Community emergency departments have seen volumes increase over the years. Previously, departments responded to increases in patient volume by adding more physician coverage. Lately, hospital administrations have looked to advanced practice providers (APPs) such as physician assistants (PAs) or nurse practitioners (NPs) to meet volume demands. Your hospital is considering hiring some APPs.
Explore This IssueACEP Now: Vol 40 – No 01 – January 2021
What is the impact of APP staffing on ED productivity, flow, and safety?
There has been an increased use of APPs in staffing U.S. emergency departments in recent years, justified in part on economic considerations. Advocates claim APPs can be just as productive as physicians and provide safe ED care while costing less money. This financial calculation could work if APP productivities are similar enough to that of physicians to offset differentials in billing rates and compensation. However, there are few data comparing productivity, safety, flow, or patient experiences in emergency medicine.
ACEP has published a number of documents discussing various issues around APPs in the emergency department. Recent concerns about postgraduate training of APPs in the emergency departments led to a joint statement issued in September 2020 by multiple organizations, including ACEP, that said the terms “resident,” “residency,” “fellow,” and “fellowship” in a medical setting must be limited to postgraduate clinical training of medical school physician graduates within GME training programs.1
The debate is only heating up.
Reference: Pines JM, Zocchi MS, Ritsema T, et al. The impact of advanced practice provider staffing on emergency department care: productivity, flow, safety, and experience. Acad Emerg Med. 2020;27(11):1089-1099.

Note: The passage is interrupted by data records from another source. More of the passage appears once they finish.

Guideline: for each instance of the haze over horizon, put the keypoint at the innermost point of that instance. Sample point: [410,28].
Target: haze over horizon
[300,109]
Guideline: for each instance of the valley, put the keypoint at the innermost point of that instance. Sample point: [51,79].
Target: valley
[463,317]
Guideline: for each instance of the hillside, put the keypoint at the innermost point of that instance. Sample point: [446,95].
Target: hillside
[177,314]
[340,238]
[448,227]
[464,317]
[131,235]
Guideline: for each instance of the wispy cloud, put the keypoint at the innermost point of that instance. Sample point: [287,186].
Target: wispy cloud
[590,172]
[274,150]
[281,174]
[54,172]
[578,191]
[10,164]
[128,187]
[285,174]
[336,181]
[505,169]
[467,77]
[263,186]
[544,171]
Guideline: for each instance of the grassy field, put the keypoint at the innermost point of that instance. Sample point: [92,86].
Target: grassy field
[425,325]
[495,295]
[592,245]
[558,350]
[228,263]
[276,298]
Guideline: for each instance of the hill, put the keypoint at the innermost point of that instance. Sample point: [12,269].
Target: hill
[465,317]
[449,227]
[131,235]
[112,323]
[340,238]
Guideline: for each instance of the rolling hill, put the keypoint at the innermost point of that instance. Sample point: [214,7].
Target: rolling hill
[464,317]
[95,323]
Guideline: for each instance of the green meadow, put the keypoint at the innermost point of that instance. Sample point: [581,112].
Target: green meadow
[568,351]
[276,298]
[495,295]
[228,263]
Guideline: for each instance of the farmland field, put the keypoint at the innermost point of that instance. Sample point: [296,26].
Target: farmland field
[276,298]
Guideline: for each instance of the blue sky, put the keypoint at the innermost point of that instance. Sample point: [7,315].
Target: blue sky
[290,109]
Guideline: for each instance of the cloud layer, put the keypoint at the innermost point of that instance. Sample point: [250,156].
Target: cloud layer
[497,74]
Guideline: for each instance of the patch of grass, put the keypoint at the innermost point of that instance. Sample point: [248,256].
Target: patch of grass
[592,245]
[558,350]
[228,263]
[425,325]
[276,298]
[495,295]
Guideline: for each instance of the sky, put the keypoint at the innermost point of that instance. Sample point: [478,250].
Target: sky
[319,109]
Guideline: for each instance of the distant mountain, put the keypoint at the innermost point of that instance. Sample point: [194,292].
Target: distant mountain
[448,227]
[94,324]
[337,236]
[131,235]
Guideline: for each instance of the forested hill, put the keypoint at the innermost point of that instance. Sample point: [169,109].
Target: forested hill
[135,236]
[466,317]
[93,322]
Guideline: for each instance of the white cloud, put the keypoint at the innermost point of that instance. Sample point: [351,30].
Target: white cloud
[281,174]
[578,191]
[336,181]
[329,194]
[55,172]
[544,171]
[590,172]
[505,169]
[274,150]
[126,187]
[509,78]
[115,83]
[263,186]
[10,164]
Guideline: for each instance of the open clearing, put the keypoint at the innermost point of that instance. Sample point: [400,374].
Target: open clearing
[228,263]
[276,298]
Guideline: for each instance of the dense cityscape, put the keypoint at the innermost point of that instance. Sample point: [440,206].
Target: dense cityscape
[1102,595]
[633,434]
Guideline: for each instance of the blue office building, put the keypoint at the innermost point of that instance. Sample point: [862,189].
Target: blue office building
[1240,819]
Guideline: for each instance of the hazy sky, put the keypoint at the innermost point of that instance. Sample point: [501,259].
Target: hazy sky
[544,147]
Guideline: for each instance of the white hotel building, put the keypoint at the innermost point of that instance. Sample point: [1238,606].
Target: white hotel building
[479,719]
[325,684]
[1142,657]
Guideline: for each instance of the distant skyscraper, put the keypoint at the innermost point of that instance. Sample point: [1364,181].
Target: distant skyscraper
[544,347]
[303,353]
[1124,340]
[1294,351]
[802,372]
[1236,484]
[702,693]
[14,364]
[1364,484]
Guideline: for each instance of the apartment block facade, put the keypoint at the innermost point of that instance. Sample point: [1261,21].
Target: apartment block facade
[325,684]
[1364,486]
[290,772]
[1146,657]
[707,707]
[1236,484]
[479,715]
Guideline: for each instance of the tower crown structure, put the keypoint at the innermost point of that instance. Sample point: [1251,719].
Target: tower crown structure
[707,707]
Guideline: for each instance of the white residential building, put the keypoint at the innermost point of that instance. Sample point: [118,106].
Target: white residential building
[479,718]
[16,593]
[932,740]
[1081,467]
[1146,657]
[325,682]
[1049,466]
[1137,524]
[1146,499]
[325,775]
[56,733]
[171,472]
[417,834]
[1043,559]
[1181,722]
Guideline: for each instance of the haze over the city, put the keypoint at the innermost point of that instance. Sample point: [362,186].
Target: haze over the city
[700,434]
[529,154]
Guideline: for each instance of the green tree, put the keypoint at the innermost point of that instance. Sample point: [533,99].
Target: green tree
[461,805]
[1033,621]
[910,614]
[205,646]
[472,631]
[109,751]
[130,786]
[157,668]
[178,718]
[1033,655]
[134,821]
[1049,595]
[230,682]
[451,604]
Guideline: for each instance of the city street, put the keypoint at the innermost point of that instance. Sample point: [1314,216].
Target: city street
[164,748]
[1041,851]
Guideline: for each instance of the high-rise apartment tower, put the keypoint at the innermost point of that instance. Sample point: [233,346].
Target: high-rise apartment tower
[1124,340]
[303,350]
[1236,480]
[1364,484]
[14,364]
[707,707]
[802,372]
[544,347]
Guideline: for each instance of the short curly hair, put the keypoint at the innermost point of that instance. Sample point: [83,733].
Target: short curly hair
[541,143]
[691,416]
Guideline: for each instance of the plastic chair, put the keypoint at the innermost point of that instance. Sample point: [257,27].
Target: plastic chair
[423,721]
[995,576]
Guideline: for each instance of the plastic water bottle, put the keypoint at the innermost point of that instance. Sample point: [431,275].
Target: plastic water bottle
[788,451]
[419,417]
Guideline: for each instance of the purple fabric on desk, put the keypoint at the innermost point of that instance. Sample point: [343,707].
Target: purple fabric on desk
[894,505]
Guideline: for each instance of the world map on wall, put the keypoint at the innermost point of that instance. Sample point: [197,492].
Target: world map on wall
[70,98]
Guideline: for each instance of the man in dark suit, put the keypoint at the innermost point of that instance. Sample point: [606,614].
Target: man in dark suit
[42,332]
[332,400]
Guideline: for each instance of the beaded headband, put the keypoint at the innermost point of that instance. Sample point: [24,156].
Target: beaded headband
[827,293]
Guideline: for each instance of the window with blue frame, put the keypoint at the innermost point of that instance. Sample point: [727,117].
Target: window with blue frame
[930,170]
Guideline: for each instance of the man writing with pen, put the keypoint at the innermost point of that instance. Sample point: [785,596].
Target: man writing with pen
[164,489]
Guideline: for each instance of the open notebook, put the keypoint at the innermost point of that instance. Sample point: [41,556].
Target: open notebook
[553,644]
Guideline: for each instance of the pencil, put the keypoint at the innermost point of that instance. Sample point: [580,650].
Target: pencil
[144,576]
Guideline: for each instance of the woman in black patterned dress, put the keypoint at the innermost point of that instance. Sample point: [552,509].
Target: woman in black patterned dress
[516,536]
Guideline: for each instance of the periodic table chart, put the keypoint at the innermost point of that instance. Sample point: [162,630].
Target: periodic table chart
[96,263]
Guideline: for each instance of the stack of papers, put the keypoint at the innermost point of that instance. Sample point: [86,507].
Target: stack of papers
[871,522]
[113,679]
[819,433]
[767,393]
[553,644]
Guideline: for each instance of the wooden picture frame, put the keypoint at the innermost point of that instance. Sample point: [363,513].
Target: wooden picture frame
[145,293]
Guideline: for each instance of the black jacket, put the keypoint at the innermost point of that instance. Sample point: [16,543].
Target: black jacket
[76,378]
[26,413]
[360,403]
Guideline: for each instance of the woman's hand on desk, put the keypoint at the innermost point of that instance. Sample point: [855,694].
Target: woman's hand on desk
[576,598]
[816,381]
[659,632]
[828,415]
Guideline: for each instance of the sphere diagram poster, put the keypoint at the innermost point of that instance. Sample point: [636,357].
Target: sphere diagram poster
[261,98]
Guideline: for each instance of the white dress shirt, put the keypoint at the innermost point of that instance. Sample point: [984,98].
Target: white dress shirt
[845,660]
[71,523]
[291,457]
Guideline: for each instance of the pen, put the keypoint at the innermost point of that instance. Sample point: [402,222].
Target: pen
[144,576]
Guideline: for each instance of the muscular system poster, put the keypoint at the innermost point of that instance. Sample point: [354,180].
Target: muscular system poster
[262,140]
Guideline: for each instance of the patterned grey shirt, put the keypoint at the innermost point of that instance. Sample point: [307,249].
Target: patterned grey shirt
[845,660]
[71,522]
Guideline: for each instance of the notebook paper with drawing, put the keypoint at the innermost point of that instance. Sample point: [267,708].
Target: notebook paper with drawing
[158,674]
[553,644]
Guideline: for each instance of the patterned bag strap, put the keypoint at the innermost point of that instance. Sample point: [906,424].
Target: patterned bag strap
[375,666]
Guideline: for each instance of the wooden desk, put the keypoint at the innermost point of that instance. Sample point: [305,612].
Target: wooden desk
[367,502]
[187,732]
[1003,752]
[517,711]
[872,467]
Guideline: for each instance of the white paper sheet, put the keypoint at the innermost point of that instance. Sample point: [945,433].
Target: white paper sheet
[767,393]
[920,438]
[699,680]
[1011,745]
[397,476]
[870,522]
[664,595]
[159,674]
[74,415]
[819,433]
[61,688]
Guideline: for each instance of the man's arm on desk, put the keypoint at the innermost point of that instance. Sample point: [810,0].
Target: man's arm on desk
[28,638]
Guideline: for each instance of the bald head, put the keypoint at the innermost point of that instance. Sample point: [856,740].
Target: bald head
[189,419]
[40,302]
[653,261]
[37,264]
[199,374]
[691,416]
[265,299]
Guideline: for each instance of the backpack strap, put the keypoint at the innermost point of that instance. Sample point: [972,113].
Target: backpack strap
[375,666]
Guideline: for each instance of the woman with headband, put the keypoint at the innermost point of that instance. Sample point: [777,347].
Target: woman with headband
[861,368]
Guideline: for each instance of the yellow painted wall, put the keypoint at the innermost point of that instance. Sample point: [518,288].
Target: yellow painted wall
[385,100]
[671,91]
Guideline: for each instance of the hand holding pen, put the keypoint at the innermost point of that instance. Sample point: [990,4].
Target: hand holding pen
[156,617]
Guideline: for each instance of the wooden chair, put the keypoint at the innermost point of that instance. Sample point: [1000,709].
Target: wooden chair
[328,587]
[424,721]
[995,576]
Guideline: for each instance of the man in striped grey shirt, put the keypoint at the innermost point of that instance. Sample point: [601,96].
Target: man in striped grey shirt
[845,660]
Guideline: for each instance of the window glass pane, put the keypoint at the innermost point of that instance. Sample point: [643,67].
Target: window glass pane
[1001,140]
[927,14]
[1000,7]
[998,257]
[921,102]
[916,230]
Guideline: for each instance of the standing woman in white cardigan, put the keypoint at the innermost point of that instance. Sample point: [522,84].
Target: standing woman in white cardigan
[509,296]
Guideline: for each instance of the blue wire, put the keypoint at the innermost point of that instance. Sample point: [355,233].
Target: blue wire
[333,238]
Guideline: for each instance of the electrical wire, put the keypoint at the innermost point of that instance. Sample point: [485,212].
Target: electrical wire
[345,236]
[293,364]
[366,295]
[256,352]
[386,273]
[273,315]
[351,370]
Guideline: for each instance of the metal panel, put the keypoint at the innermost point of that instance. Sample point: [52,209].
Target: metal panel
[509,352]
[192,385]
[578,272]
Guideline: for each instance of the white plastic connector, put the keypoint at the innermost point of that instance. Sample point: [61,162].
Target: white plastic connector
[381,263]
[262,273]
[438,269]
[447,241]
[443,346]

- Population: 13 million ED visits from 94 hospitals in 19 states from one national emergency medicine group
- Exposure: Proportion of total clinician hours staffed by APPs in a 24-hour period at a given emergency department
- Comparison: Emergency physician staffing
- Primary Outcome: Productivity (patients/hour, relative value units [RVUs]/hour, RVUs/visit, RVUs/relative salary for an hour)
- Secondary Outcomes: Proportion of 72-hour returns and proportion of 72-hour returns resulting in admission, length of stay (LOS), and left without completion of treatment (LWOT)
“In this group, APPs treated less complex visits and half as many patients/hour compared to physicians. Higher APP coverage allowed physicians to treat higher-acuity cases. We found no economies of scale for APP coverage, suggesting that increasing APP staffing may not lower staffing costs. However, there were also no adverse observed effects of APP coverage on ED flow, clinical safety, or patient experience, suggesting little risk of increased APP coverage on clinical care delivery.”